Peut-être qu’il y a accès dans les moments d’EMI à quelque chose de plus grand que nous qui ne dépend pas de l’espace et du temps tels que nous les vivons. Nous pourrions parler d’espace sans espace et de temps sans temps, comme si notre vie, notre planète et notre univers étaient une partie de quelque chose de plus grand.
Notre cerveau et notre conscience seraient alors des filtres à travers lesquels nous ne voyons qu’une partie de la réalité. Quand ces filtres sont inhibés, nos perceptions changent. Les scanners de médiums en activité montrent que leur activité corticale est fortement diminuée et inhibée. Et les personnes qui pratiquent le chamanisme disent qu’il faut faire taire le mental pour faire émerger quelque chose de plus grand.
Cela permet d’imaginer que notre conscience humaine est un cas particulier d’une conscience générale.
Depuis Einstein et avec ce que nous avons appris de la physique quantique quant au rapport entre énergie, matière et temps, nous savons que tout est relatif. Nous sommes dans un univers évolutionnaire et l’on peut se représenter que la totalité est un monde créateur qui fait apparaître des mondes créés.
Le grand mystère de la création, c’est le dialogue entre le Créateur et les créatures. On appelle cela la religion, car cela nous relie. La conscience est le lien entre le monde créateur et le monde créé. Au moment de la mort, notre conscience individuelle rejoint peut-être la conscience universelle. Pour nous les chrétiens, le Christ est le lien entre le créateur et le monde créé.
Le Christ nous a dit qu’il sait d’où il vient. La Trinité chrétienne est une très belle vérité des liens entre le monde créateur et le monde créé, avec l’amour comme moteur ultime.
Avec cette question, on aborde le domaine de la foi. Je suis un scientifique, mais on peut être un scientifique et un mystique. C’est ma liberté et Saint Thomas d’Aquin disait qu’il n’y a pas de vérité sans liberté.
Je crois que la conscience est beaucoup plus grande de ce que l’on pense ; j’ai la représentation d’un univers qui se spiritualise. J’aime Pierre Teilhard de Chardin qui voit l’univers se déployer dans un mouvement ascendant vers la lumière. Je ne sais pas ce que c’est cette lumière.
Les mystiques qui ont vu l’invisible affirment que nous sommes des créatures destinées à rejoindre le Créateur. Le prophète Ezéchiel rapporte que l’Éternel a dit «je vous rassemblerai», c’est une belle vision prophétique d’une humanité réconciliée et rassemblée. Dans quelle dimension, je ne le sais !

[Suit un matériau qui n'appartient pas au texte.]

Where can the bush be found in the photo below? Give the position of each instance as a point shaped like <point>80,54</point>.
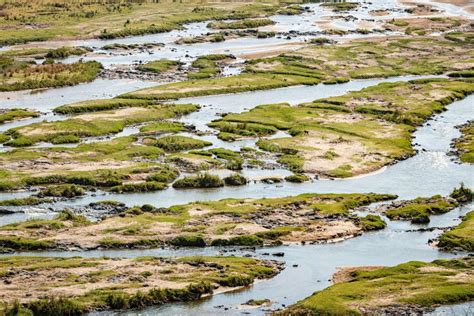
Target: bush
<point>462,194</point>
<point>63,190</point>
<point>188,241</point>
<point>297,178</point>
<point>204,180</point>
<point>179,143</point>
<point>236,280</point>
<point>372,222</point>
<point>56,307</point>
<point>65,139</point>
<point>245,240</point>
<point>139,187</point>
<point>235,179</point>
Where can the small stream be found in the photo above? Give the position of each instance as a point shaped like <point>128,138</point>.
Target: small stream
<point>308,268</point>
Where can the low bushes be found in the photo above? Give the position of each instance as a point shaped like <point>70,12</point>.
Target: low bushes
<point>179,143</point>
<point>372,222</point>
<point>204,180</point>
<point>188,241</point>
<point>139,187</point>
<point>64,190</point>
<point>235,180</point>
<point>461,236</point>
<point>297,178</point>
<point>245,240</point>
<point>245,24</point>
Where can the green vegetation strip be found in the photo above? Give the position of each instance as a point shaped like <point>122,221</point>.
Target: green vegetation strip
<point>329,64</point>
<point>21,23</point>
<point>347,135</point>
<point>400,288</point>
<point>21,75</point>
<point>464,145</point>
<point>90,284</point>
<point>460,237</point>
<point>237,222</point>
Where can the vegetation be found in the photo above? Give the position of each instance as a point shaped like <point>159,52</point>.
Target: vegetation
<point>341,6</point>
<point>95,124</point>
<point>159,66</point>
<point>162,127</point>
<point>102,164</point>
<point>297,178</point>
<point>235,179</point>
<point>114,19</point>
<point>420,209</point>
<point>346,135</point>
<point>460,237</point>
<point>464,145</point>
<point>207,66</point>
<point>203,180</point>
<point>244,24</point>
<point>21,75</point>
<point>372,222</point>
<point>145,281</point>
<point>64,190</point>
<point>139,187</point>
<point>16,114</point>
<point>327,63</point>
<point>179,143</point>
<point>99,105</point>
<point>462,194</point>
<point>229,222</point>
<point>410,284</point>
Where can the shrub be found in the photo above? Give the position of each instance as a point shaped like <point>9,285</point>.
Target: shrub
<point>235,179</point>
<point>372,222</point>
<point>63,190</point>
<point>139,187</point>
<point>188,241</point>
<point>462,194</point>
<point>245,240</point>
<point>297,178</point>
<point>204,180</point>
<point>178,143</point>
<point>56,307</point>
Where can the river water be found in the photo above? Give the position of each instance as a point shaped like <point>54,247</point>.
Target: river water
<point>308,268</point>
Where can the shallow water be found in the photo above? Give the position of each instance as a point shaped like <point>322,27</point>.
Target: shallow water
<point>430,172</point>
<point>315,265</point>
<point>46,100</point>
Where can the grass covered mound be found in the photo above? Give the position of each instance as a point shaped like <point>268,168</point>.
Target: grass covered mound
<point>395,289</point>
<point>100,105</point>
<point>208,66</point>
<point>11,115</point>
<point>20,75</point>
<point>159,66</point>
<point>358,132</point>
<point>178,143</point>
<point>236,222</point>
<point>21,23</point>
<point>204,180</point>
<point>330,64</point>
<point>78,285</point>
<point>101,164</point>
<point>461,236</point>
<point>341,6</point>
<point>244,24</point>
<point>464,146</point>
<point>420,209</point>
<point>95,124</point>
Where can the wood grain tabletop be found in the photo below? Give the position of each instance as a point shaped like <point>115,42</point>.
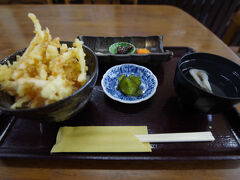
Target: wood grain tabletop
<point>69,21</point>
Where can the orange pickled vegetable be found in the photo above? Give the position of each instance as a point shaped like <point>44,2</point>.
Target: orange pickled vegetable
<point>142,51</point>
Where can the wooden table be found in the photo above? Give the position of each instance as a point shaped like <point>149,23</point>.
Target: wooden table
<point>68,21</point>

Pour un chrétien, le Christ cosmique de Saint Paul ou de Teilhard de Chardin est quelque chose d’imaginable. Il se peut que je rejoigne le monde créateur avec ma singularité, avec l’existence que j’ai eue, les choix que j’ai fait, pour le meilleur et pour le pire. Dans les moments ultimes, notre vie apparaît dans la lumière et la vérité. Et tout ce qui est vrai, juste et bon, tout ce qui est amour est préservé et le reste disparaît dans le soufre et le feu.
BIOGRAPHIE PROFESSEUR JACQUES BESSON
Ancien chef du Service de psychiatrie communautaire, Département de psychiatrie du Centre hospitalier universitaire vaudois (CHUV), il est actuellement Professeur honoraire de l’Université de Lausanne (UNIL) et, notamment, professeur invité à l’Institut des Humanités en médecine de la Faculté de biologie et de médecine (FBM, Lausanne).
Son intérêt pour la psychiatrie communautaire et la santé mentale l’a porté à étudier depuis de nombreuses années les rapports entre psychiatrie et religion et entre neurosciences et spiritualité.